Thank you for your response. I have registered him on the lost and found parrots register. Also have ads up on preloved, gumtree and parrotmag. Had a radio announcement done and flyers will be going up soon with a reward incentive. Fingers crossed!


----------



## EmmaLock (Nov 10, 2010)

Rosie has been FOUND alive and well!!!

Amazingly he flew straight up to someone on a golf course who happens to be an African Grey keeper, and he knew just what to do with him. :2thumb:

A massive thank you to everyone on RFUK, Parrotalert, Parrotmag, Gumtree, RSPCA and Facebook, who took the time to look, respond with advice or actually look for him! 

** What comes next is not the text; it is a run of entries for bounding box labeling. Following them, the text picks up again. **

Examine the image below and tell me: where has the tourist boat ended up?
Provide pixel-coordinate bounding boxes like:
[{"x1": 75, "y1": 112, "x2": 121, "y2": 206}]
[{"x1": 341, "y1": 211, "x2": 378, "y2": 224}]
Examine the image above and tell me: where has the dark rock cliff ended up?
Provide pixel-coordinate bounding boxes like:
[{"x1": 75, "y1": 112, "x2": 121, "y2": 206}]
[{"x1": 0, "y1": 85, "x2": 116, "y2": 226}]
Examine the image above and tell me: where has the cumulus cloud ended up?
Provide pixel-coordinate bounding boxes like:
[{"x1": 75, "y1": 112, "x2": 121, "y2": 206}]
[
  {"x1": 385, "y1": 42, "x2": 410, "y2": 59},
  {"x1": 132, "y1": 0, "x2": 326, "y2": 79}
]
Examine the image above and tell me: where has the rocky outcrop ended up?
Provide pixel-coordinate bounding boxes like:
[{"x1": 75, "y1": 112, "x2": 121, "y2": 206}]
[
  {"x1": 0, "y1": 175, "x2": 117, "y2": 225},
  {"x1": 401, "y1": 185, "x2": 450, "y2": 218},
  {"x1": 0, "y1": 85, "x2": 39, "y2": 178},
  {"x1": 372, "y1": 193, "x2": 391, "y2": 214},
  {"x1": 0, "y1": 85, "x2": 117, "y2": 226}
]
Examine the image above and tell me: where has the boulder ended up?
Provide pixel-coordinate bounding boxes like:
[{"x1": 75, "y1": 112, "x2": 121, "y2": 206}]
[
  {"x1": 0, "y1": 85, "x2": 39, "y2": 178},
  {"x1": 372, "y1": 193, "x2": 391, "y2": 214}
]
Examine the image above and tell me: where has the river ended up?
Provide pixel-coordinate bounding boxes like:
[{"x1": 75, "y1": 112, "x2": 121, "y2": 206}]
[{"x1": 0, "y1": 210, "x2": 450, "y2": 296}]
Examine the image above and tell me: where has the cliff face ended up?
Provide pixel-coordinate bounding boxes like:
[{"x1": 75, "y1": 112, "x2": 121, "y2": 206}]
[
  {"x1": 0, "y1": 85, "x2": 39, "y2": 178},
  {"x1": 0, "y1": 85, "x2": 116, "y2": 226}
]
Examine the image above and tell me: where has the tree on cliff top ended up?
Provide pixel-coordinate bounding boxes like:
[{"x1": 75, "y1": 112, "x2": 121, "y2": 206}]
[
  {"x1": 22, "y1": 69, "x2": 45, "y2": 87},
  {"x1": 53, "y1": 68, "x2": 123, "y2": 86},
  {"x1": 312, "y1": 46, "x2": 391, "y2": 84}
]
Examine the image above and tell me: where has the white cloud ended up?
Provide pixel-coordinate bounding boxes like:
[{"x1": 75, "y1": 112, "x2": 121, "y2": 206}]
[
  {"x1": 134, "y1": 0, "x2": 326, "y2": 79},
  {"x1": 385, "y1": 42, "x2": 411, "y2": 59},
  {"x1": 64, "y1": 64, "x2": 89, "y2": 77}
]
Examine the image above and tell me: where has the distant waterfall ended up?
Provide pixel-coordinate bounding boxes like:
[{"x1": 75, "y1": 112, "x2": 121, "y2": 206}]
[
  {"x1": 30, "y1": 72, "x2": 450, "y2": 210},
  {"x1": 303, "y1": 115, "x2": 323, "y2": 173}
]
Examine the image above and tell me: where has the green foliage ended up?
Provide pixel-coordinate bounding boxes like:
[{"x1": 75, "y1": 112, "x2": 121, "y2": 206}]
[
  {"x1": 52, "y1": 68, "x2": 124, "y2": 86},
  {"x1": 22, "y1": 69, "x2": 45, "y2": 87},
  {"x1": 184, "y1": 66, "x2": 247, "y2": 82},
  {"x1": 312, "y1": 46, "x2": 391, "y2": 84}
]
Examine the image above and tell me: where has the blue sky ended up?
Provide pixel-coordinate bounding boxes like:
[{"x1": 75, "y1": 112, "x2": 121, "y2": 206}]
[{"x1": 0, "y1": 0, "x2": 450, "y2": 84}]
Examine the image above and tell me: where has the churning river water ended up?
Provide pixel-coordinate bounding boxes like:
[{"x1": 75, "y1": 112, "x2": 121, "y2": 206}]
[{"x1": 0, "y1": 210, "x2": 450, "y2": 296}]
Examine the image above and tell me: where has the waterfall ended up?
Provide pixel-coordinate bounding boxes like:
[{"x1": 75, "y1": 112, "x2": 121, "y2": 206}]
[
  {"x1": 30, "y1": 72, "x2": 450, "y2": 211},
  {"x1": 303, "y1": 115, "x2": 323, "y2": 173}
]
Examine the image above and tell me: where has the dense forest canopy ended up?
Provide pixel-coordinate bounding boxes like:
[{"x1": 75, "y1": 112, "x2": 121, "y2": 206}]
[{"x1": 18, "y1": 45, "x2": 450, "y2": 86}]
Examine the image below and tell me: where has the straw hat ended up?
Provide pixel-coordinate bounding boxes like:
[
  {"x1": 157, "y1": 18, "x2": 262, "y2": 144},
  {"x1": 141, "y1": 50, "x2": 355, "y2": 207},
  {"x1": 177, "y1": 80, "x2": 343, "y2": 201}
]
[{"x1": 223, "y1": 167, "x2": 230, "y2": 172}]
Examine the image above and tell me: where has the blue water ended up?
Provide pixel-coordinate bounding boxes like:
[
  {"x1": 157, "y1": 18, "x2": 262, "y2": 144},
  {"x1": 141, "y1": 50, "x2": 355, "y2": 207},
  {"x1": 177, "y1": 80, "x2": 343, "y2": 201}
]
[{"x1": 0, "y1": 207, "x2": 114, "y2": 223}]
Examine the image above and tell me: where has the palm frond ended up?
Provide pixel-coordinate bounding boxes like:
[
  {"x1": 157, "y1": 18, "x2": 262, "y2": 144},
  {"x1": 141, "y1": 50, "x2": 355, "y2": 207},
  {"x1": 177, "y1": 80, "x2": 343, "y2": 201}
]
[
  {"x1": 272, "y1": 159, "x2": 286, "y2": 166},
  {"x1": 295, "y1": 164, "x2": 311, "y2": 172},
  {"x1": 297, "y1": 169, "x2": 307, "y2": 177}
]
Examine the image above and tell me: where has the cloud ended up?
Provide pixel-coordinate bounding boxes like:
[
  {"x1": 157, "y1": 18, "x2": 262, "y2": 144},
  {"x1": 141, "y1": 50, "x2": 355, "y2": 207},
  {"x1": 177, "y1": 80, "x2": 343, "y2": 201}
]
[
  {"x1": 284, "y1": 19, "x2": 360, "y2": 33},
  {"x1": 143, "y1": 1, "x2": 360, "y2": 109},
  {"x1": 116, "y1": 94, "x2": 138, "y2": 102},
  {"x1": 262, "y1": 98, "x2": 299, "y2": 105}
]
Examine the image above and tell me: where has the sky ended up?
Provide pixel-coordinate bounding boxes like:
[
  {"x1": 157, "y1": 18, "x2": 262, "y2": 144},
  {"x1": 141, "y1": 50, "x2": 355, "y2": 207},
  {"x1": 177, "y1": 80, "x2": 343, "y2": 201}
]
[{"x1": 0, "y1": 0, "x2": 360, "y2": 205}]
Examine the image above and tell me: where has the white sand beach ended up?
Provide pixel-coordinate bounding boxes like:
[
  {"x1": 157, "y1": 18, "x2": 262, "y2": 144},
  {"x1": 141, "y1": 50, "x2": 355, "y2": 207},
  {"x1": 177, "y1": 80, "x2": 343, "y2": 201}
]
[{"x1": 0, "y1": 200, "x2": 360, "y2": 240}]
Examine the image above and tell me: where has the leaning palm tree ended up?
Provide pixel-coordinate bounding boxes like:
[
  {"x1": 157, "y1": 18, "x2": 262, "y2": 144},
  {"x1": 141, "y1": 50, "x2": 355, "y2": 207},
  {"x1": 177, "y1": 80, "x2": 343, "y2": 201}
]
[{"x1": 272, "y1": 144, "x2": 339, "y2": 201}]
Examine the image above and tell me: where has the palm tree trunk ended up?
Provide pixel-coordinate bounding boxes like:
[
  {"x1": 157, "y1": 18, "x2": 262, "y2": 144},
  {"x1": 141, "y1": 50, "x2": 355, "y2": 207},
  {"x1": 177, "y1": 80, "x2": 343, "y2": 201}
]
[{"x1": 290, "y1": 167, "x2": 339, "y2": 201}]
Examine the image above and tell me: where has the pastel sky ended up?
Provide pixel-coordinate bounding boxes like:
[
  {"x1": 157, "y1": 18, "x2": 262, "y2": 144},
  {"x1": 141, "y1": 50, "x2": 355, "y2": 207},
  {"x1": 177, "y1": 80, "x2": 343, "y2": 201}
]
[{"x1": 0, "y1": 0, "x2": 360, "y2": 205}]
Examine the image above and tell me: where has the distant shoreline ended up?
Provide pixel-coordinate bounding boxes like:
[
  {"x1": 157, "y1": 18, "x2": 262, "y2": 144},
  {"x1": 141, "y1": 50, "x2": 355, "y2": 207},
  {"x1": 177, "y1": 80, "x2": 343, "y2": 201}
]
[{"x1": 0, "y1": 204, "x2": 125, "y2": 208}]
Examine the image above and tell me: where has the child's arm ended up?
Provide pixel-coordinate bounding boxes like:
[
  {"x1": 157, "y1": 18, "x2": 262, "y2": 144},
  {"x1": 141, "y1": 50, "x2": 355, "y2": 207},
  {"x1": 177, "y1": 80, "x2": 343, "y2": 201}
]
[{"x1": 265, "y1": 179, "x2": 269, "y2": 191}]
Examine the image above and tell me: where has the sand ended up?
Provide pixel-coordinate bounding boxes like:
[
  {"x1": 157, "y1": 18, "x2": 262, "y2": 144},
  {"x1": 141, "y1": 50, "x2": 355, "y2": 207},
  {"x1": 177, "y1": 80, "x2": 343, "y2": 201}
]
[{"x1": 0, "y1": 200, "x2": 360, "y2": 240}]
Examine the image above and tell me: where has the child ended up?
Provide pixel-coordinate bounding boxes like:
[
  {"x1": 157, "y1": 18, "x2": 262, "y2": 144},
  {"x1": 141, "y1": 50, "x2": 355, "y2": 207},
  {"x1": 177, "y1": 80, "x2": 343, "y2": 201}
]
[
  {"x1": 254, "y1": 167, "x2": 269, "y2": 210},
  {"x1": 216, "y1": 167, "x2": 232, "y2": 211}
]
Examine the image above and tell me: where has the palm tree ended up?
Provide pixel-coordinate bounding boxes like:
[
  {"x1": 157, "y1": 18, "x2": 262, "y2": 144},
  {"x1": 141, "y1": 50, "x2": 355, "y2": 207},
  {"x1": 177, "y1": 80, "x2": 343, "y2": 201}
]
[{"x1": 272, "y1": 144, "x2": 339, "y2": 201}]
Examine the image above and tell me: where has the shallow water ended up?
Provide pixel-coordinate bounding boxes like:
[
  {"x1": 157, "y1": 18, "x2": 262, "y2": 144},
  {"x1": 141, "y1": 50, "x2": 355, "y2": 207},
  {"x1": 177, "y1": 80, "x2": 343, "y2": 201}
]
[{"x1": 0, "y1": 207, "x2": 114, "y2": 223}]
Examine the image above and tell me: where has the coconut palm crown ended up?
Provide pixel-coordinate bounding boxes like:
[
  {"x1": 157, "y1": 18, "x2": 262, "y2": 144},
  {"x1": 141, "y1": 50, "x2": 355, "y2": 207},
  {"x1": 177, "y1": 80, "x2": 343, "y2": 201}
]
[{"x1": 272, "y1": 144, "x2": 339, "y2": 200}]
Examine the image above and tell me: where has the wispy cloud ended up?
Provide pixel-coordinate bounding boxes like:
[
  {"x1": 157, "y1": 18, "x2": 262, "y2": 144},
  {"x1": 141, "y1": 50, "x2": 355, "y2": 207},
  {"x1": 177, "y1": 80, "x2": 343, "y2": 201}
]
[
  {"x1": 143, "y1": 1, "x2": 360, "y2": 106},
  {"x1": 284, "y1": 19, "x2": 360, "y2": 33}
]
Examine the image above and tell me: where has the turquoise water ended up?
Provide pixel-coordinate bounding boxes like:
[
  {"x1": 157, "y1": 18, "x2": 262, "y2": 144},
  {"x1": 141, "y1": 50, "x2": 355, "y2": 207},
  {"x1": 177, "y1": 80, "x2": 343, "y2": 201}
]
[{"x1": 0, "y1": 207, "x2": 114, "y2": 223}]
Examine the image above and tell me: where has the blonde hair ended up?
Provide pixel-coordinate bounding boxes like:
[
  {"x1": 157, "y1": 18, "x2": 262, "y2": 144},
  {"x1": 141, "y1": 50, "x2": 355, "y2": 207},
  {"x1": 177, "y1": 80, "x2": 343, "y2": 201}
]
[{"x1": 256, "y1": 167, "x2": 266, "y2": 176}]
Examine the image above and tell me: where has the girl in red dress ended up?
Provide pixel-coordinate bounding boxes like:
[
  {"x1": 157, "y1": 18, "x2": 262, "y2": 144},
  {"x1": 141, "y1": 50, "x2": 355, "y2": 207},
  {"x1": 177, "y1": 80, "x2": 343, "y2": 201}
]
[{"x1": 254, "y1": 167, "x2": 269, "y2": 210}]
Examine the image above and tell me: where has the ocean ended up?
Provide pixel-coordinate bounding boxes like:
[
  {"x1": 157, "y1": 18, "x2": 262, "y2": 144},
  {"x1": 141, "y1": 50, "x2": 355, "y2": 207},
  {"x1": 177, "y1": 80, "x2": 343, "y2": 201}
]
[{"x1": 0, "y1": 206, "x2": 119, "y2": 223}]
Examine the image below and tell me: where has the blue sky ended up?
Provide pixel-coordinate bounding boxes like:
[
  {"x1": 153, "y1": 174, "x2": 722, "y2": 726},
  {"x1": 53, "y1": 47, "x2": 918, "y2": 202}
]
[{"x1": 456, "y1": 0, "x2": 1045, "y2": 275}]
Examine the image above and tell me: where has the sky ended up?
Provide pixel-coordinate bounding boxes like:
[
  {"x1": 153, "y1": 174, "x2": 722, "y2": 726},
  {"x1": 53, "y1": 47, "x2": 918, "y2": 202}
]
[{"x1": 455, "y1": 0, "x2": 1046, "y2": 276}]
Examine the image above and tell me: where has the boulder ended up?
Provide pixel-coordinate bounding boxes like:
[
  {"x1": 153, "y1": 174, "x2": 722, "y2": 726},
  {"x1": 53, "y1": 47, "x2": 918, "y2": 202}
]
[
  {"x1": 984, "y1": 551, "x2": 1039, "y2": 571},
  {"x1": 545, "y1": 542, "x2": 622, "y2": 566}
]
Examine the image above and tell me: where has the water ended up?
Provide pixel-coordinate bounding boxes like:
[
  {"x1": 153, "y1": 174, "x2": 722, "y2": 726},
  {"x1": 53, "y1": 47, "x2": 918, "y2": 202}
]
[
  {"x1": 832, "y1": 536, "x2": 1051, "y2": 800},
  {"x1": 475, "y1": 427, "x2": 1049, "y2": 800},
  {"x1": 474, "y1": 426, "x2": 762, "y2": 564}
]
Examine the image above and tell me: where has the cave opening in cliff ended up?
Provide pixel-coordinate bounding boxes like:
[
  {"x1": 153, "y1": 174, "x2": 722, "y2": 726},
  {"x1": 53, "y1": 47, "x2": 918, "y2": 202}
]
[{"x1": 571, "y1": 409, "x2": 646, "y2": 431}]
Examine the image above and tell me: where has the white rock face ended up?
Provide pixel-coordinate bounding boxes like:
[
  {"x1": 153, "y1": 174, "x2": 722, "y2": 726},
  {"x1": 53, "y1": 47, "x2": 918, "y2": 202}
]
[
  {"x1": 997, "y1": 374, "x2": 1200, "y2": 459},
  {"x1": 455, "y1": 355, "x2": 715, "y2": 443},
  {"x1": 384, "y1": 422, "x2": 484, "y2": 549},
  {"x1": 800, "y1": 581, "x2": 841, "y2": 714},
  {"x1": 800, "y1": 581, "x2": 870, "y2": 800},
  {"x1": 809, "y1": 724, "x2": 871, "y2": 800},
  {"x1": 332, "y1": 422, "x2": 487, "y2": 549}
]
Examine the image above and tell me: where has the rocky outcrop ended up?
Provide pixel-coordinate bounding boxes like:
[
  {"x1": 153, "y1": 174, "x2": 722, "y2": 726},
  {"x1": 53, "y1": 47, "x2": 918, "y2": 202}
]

Massive, MASSIVE thank you to Nick in Enfield who found Rosie for us. 

XXxxXX


----------



## rach666 (Dec 12, 2006)

Emzylock said:


> Rosie has been FOUND alive and well!!!
> 
> Amazingly he flew straight up to someone on a golf course who happens to be an African Grey keeper, and he knew just what to do with him. :2thumb:
> 
> ...



oh thats great news.im so happy for you :2thumb:


----------



## Sarah-Jayne (Jul 4, 2007)

That is brilliant news


----------



## Ron Magpie (Oct 11, 2009)

Excellent news.


----------



## Tomcat (Jul 29, 2007)

Brilliant news!

I would be devastated if I lost Ollie my African Grey!


----------



## cobe (Nov 24, 2010)

so pleased thats fantastic news...


----------



## piggilicious (May 25, 2008)

Hi I volunteer of a animal rescue and at the moment the have 1 grey parrot and two like rosie up for rehoming i know nothing about birds but i can give you the details of the charity if anyone wants it
Melaniex


----------